"No one knows who this was," he admitted. "But, as you can see, there wasn't much to work with. Definitely a young man with what looks to be white hair. There was some kind of mark on his forehead, a black mark, but it was too damaged to be exactly made out. His skull alone took the examiners nearly an entire day to piece back together. The broken ribs…well, obviously they broke the wrong way. Up and out, through the skin of his chest. The police and examiners never really found his heart."

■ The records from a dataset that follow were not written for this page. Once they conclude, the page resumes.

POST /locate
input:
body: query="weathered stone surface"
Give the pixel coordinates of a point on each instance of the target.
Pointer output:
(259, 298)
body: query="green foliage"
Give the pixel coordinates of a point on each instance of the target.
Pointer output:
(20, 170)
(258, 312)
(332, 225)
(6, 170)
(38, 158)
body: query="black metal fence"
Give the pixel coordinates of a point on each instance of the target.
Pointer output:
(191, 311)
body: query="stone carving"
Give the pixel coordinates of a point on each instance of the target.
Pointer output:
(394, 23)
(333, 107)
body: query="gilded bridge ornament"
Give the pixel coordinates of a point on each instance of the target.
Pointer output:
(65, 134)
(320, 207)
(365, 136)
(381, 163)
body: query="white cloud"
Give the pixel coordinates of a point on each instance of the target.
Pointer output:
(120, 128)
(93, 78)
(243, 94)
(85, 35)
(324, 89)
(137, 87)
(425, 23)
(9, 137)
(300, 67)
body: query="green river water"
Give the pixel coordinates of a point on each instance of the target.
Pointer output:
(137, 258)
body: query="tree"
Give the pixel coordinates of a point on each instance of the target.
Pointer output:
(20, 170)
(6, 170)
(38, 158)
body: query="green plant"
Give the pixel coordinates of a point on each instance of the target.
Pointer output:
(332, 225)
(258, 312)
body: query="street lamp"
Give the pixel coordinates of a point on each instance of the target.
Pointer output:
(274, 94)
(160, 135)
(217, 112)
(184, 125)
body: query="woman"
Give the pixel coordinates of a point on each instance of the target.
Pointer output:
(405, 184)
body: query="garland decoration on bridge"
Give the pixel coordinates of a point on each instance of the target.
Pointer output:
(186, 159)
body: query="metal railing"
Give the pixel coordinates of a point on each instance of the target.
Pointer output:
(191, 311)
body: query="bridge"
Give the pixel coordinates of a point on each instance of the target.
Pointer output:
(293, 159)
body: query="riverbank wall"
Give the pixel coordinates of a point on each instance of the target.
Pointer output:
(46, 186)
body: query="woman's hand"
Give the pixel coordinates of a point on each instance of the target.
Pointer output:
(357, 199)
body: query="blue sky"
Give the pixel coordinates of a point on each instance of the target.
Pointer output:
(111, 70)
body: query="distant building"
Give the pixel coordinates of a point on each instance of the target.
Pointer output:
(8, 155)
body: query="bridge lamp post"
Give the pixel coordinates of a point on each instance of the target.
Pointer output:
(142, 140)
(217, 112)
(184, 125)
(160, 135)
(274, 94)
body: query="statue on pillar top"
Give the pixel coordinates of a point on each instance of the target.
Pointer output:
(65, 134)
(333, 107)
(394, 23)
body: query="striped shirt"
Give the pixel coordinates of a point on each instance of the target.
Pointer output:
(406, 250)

The administrators stared silently. Never before had something like this come in their way, and Dr. Naboru watched their minds reel. He understood how they felt. When he stepped into the room that had been so destroyed the day before he had felt his understanding of the world shift in ways he never could have imagined. He was a man of science, holding degrees from Tokyo University in psychology and neurology. Awards decorated his home office, awards for discoveries and breakthroughs, for humanitarianism, and for leadership in times of strife.

Now he stood, shaken and afraid, and asked intelligent men and women to see the same shaken, shifted world.

"Every bone," Dr. Naboru told them, "was broken. Shattered, really. The reports from the medical examiners say that they gave up trying to put him completely back together. This young man, whoever he was, took the brunt of the damage. He was the catalyst for whatever happened that night to those five other victims."

"Why?" someone whispered. It could have been anyone. It was written on all of their faces as they stared up at him. "Why would anyone do this?"

Dr. Naboru drew out one more picture and lay it down.